Mark Anthony Diaz told the newspaper that his client’s problems stem from her ongoing crack addiction.

Prosecutors say among other conditions Richardson violated are staying in contact with a probation officer and failing to report that she had moved.

The nonprofit that took up Richardson’s cause to receive clemency last year said the system has failed her once again. Clemency for All Nonviolent Drug Offenders, or CAN-DO, said in a statement released Sunday that Richardson was not given proper support after her release from prison.

“It will be easy for some to point a finger at Carol and justify their support of harsh mandatory sentences as a necessity to keep people locked up, when we feel Carol’s current situation is proof that we desperately need to overhaul our current drug policy that treats addiction as a criminal issue, rather than a medical issue,” the group said in a statement. “Imagine locking up an alcoholic for life simply because they suffer from a disease that science claims is often genetic.”

RBP
06-13-2017, 01:30 PM
That's a lot of laundry detergent. Hard to hide like 10 large bottles. :lol:

I agree it's obvious, but for a reason more in line with the CAN-DO point. What's obvious is that you can't take someone whose been in prison for 10 years (and who expected to never get out) and just open the gate and expect a productive member of society. She's likely never been a "productive member of society" and now has no idea how to even function in general society. She was likely scared, broke, socially and spatially disoriented, with no social nor employment skills, and (statistically) has mental health issues. To say she was given a second chance is a little disingenuous.

These are survival crimes that go away when they have resources. Addiction, mental health, homelessness... all see the same thing. And our collective wisdom is to pay $30k a year to warehouse them rather than try and fix the root issues.

lost in melb.
06-14-2017, 07:51 AM
http://4.bp.blogspot.com/-uomP9wexlNo/VWNymFAlDJI/AAAAAAAAe4Y/BN8SBbWXEzA/s1600/Psychopaths-Dr-Fallon-Brain.png

RBP
06-14-2017, 12:16 PM
http://4.bp.blogspot.com/-uomP9wexlNo/VWNymFAlDJI/AAAAAAAAe4Y/BN8SBbWXEzA/s1600/Psychopaths-Dr-Fallon-Brain.png

Are you a brain imaging devotee? I haven't gotten there yet. As evidence of biologic changes and differences, sure, but we already knew that it involves chemical imbalances and brain function differences. So what treatment or corrective approach is enhanced with an expensive process of brain imaging? Not asking cynically, I am curious.

Teh One Who Knocks
06-14-2017, 12:18 PM
http://i.imgur.com/H6TVjNt.jpg

RBP
06-14-2017, 01:10 PM
That's a little different. :lol:

lost in melb.
06-15-2017, 02:38 PM
Are you a brain imaging devotee? I haven't gotten there yet. As evidence of biologic changes and differences, sure, but we already knew that it involves chemical imbalances and brain function differences. So what treatment or corrective approach is enhanced with an expensive process of brain imaging? Not asking cynically, I am curious.
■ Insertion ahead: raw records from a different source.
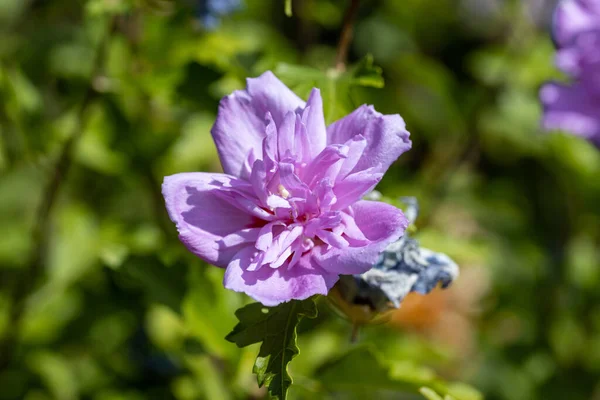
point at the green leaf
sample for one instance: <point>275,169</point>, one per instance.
<point>430,394</point>
<point>362,369</point>
<point>336,86</point>
<point>275,328</point>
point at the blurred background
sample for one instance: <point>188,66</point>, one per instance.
<point>99,99</point>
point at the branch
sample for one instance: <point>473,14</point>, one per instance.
<point>346,35</point>
<point>41,228</point>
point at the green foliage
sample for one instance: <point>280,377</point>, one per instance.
<point>362,369</point>
<point>337,87</point>
<point>275,329</point>
<point>118,309</point>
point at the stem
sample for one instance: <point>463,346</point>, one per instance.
<point>346,35</point>
<point>41,228</point>
<point>355,332</point>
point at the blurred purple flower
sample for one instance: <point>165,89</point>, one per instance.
<point>576,107</point>
<point>286,218</point>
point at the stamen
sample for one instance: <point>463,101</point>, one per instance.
<point>283,191</point>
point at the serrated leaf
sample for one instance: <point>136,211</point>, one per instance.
<point>275,328</point>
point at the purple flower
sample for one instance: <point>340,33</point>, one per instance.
<point>286,218</point>
<point>576,107</point>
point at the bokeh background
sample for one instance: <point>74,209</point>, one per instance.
<point>99,99</point>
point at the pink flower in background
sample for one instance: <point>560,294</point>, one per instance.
<point>286,218</point>
<point>576,108</point>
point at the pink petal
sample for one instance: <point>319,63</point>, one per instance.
<point>212,229</point>
<point>274,286</point>
<point>573,17</point>
<point>240,121</point>
<point>380,223</point>
<point>571,109</point>
<point>355,186</point>
<point>314,120</point>
<point>386,136</point>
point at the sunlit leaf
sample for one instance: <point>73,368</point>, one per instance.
<point>275,328</point>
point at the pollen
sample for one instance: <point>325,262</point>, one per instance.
<point>283,191</point>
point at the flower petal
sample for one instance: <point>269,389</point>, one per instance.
<point>386,136</point>
<point>274,286</point>
<point>572,109</point>
<point>240,123</point>
<point>211,228</point>
<point>380,223</point>
<point>314,120</point>
<point>573,17</point>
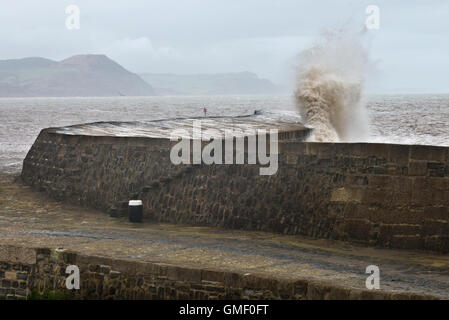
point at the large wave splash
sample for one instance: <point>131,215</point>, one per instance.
<point>330,87</point>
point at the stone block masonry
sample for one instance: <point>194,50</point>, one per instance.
<point>39,273</point>
<point>385,195</point>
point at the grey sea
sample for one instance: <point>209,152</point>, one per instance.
<point>403,119</point>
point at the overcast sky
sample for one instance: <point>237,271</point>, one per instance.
<point>210,36</point>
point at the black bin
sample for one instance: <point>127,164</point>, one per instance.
<point>135,211</point>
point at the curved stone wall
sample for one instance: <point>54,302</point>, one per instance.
<point>378,194</point>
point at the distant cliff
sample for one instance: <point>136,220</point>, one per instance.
<point>210,84</point>
<point>81,75</point>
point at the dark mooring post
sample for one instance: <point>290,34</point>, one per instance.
<point>135,211</point>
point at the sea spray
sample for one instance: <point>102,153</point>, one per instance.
<point>330,85</point>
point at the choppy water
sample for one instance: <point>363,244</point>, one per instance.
<point>408,119</point>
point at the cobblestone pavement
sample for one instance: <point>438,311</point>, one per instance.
<point>29,218</point>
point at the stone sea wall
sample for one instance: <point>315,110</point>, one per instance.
<point>40,273</point>
<point>378,194</point>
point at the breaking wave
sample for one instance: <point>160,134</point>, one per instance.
<point>330,87</point>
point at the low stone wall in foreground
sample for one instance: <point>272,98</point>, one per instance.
<point>39,273</point>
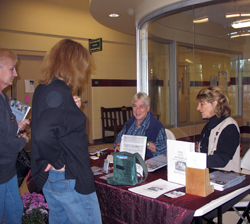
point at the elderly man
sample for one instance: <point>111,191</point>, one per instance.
<point>143,123</point>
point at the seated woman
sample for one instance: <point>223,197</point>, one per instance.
<point>220,137</point>
<point>143,123</point>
Yes! But you may be confusing imaging with treatment. Imaging is just to find out what is happening.

My area of interest/study/career is the effect of meditative states and qualities on brain development, particularly among adolescents. Meditation, particularly transcendental meditation creates whole-brain coherence, which fills in the functional holes that the imaging is showing, cooling down the overactive parts and stimulating the underdeveloped parts.

In fact, part of my reason for visiting is the US is to attend a conference on just this subject.